I actually had quite a lot of fun figuring out how to get everything working
in the cloud. Set up my home desktop as my personal computer "cluster" (i5
processor, so a cluster of 4 cores!), I find it hard to work in an environment
that I tend to do other stuff besides work in. Derived a small representative
dataset from the massive one I had to quickly iterate over my analysis scripts
in Cloud9 (while having github take care of my revision history). Then ssh'ing
into my desktop PC whenever I needed to run the scripts on the full data set.

I considered adding a section on open science and cloud-based software to my
thesis, but in the end decided not to due to a lack of time.
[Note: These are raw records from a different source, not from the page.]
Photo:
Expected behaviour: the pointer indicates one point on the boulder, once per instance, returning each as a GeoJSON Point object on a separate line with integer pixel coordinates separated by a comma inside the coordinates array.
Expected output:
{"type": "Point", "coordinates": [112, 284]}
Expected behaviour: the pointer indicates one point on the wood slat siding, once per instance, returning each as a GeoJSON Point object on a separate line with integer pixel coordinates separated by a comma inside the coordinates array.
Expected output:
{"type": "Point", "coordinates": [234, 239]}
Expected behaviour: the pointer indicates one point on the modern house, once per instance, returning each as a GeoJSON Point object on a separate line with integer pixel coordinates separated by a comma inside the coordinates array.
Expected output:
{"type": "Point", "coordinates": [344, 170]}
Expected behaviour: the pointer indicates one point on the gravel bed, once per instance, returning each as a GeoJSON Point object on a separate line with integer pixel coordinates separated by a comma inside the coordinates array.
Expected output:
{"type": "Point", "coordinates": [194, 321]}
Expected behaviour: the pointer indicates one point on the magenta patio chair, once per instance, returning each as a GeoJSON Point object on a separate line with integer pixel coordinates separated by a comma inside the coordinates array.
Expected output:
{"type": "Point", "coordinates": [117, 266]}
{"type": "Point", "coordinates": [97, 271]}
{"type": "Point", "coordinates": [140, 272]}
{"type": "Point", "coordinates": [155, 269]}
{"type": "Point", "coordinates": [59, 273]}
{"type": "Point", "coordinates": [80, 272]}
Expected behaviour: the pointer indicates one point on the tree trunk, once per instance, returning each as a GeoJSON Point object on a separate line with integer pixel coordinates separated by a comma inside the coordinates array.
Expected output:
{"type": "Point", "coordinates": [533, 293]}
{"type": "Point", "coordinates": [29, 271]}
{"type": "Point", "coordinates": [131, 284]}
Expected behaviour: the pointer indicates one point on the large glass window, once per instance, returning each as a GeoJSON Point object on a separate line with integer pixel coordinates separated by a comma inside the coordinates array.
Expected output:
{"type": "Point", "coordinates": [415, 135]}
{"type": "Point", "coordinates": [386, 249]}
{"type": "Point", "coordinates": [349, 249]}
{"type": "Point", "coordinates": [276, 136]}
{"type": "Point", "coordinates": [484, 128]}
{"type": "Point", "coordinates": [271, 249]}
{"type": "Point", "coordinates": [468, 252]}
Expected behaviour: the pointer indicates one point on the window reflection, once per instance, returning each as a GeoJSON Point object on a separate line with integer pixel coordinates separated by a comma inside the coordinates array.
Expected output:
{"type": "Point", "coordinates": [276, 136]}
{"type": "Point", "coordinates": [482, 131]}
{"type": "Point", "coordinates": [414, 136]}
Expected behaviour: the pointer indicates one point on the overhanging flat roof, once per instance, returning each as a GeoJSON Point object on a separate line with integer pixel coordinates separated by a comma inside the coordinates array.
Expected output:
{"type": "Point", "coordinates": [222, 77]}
Open science is
based on open source principles, where everything that can be shared should be
shared. The Cloud VM angle is quite interesting in this sense, as being able
to share the machines that software for a research project was ran on is often
quite difficult (or nigh impossible), and a cloud-based VM seems to bridge
this gap somewhat. In theory, anyone could log-in to the VM and play around in
the workspace I set up for my thesis project, not that many would want to I
suppose.

------
talles
By the way, I came to find Madoko while researching for Koka (it's written in
it):
[https://news.ycombinator.com/item?id=10131071](https://news.ycombinator.com/item?id=10131071)

Also, there's this presentation:
[http://research.microsoft.com/apps/video/default.aspx?id=238...](http://research.microsoft.com/apps/video/default.aspx?id=238813)

------
rayalez
To achieve the same functionality on my blog I use:

\- Pelican - static website generator, like Jekyll but in python.

\- MathJax to render Latex

It is easy to synchronize Pelican with dropbox or github, and it is incredibly
convenient.

You can use this article:

[http://technivore.org/posts/2014/01/03/blogging-with-
dropbox...](http://technivore.org/posts/2014/01/03/blogging-with-dropbox-and-
pelican.html)

To configure it in such a way that all the updates happen automatically.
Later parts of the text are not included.